AF will feature a side event on adaptation innovation and scaling up effective projects, a multimedia exhibit on concrete actions for the most vulnerable showcasing its pioneering Direct Access modality, and a joint adaptation event for French speaking countries. It will also participate in high-level meetings, panel discussions and speeches alongside governments, implementing partners, NGOs and the private sector.
Among the main tasks of the 24th Session of the Conference of the Parties to the UN Framework Convention on Climate Change (COP 24) is to reach decisions that ensure full implementation of the Paris Agreement.
Under this year’s theme of ‘Changing Together’, the Polish COP 24 Presidency has conveyed that the UN must act together to halt dangerous climate change with efforts tailored to capabilities of individual countries. The conference will focus on sub-themes of climate-friendly technology, achieving sustainable transitions of industrial regions, reducing emissions through forests, land and water, and enhancing adaptation ambition. They closely resonate with AF’s COP 24 theme of ‘Accelerating Innovative Adaptation Together’ (#AFAdaptTogether). AF’s concrete, scalable actions to the most vulnerable are country-led, tailored to local adaptation needs, and inclusive with close engagement of local stakeholders. AF partners with governments, implementing partners and NGOs, and receives funding from a range of contributors – from national and subnational governments to individuals at the local level.
AF Goals at COP 24
AF approaches COP 24 with rising momentum. It surpassed its single-year resource mobilization record last year with about US$ 95 million in pledges received. This June, the second phase of an Independent Evaluation gave AF’s project portfolio high marks for its efficiency, effectiveness and relevance.
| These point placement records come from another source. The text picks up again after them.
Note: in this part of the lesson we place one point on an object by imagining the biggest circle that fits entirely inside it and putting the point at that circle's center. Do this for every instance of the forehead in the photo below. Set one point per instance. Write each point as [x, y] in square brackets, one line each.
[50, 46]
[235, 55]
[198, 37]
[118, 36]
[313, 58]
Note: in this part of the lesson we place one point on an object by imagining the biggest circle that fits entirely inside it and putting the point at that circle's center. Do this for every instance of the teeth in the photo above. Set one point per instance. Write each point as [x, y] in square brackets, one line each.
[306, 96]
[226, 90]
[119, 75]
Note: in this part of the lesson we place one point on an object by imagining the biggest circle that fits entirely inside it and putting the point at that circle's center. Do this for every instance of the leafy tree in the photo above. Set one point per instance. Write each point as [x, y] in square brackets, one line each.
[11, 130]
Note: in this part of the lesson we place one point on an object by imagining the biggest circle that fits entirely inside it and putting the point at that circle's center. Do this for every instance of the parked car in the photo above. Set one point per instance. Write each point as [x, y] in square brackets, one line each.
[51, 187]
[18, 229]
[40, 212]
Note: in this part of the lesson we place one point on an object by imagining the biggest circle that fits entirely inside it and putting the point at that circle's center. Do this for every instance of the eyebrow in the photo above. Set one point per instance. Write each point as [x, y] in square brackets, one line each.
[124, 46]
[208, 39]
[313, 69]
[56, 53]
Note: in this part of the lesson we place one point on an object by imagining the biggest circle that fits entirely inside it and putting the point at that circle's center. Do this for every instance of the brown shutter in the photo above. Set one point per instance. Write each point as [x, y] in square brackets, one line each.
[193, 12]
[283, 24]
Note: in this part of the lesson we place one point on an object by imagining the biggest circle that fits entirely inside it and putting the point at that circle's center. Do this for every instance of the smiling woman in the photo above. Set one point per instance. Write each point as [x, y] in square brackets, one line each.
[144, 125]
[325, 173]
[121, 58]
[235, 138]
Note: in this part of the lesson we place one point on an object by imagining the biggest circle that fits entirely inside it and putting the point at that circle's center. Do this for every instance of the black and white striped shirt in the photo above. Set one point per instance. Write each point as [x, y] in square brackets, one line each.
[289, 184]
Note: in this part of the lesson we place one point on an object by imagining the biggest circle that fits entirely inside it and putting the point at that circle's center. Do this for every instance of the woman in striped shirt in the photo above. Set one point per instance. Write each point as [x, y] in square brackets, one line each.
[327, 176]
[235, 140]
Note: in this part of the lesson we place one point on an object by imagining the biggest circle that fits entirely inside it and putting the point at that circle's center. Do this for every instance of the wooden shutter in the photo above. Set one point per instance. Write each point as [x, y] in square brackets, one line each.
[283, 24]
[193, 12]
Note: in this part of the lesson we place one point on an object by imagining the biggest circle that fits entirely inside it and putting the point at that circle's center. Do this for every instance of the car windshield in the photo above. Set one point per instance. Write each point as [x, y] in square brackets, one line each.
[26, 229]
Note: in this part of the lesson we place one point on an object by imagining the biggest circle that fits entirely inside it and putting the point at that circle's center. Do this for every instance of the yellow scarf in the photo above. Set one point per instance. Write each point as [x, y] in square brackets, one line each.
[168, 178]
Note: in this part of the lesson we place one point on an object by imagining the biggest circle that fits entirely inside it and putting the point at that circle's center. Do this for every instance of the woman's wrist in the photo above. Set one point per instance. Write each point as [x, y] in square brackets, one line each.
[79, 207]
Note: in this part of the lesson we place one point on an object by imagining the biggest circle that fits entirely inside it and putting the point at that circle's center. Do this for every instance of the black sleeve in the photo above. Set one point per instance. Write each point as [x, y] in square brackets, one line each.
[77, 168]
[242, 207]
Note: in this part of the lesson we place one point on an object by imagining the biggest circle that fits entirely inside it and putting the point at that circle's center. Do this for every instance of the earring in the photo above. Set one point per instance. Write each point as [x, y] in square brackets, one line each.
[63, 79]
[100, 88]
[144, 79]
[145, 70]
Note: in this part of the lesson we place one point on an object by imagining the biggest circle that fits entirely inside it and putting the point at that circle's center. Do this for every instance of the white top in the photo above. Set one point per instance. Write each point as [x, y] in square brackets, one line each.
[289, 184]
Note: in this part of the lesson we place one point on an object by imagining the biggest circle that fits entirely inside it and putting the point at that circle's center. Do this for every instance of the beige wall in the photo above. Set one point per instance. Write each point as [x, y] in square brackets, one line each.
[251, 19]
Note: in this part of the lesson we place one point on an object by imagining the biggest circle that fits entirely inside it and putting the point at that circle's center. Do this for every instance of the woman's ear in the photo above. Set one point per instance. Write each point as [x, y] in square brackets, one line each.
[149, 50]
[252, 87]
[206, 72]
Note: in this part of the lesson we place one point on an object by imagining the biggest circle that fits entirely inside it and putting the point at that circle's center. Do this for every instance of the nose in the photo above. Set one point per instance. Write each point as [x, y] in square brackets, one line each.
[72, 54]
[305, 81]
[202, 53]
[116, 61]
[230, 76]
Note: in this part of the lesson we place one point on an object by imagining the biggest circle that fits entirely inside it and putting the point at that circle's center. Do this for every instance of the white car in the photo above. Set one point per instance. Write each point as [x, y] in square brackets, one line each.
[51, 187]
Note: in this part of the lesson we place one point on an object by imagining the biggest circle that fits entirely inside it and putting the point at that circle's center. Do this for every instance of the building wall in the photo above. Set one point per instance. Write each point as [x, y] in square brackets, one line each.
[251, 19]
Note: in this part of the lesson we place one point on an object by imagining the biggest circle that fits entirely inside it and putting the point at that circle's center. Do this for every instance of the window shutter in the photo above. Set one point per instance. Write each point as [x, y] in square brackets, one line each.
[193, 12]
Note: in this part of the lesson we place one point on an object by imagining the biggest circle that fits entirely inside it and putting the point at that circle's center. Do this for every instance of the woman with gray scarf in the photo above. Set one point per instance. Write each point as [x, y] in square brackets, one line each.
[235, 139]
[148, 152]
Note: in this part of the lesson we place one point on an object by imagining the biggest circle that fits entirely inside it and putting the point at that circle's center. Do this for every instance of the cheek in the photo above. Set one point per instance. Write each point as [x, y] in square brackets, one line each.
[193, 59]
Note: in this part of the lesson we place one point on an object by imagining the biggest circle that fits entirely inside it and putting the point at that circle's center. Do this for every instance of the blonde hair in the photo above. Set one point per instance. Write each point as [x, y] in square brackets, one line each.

At its October meeting, the Adaptation Fund Board approved decisions to implement AF’s medium-term strategy to respond to the urgency of climate change by accelerating and enhancing the quality of adaptation actions in developing countries, scaling up innovative projects and disseminating knowledge of effective actions – all with an eye to supporting and engaging the most vulnerable groups.
A new report in October from the Intergovernmental Panel on Climate Change highlighted the urgency to accelerate mitigation and adaptation activities to help avoid potentially “long-lasting or irreversible” climate impacts, including the complete “loss of some ecosystems”. AF projects are targeted precisely for those communities in developing countries that are most vulnerable to climate change.
AF has set a couple of key goals for COP24:
- The first is to complete the process to formally serve the landmark climate Paris Agreement. AF has steadily advanced toward that end over the last few years, most significantly at COP 23 in Bonn, Germany last year when Kyoto Protocol members recognized AF’s concrete adaptation work on the ground for the most vulnerable and decided in a groundbreaking move that AF “shall serve” the Agreement. Further decisions are expected at COP 24 by the Conference of the Parties serving as the meeting of the Parties to the Paris Agreement (CMA) on governance, institutional arrangements, safeguards and operating modalities. AF has already been contributing to the goals of the Agreement through its concrete adaptation projects on the ground, so becoming formally acknowledged to serve it would help more vulnerable communities in developing countries that the Fund serves to address the urgent climate needs they are facing.
- Secondly, AF has set a resource mobilization goal for 2018 of US$ 90 million to help it continue to meet growing demand for its work. It received a record US$ 264 million in new project proposals during its last submission period alone, and has an active project pipeline of over a quarter billion US dollars. Although AF receives a share of proceeds from sales of carbon emission reduction credits through the UN Clean Development Mechanism, it has relied largely on voluntary contributions since the carbon market dropped in 2011-2012.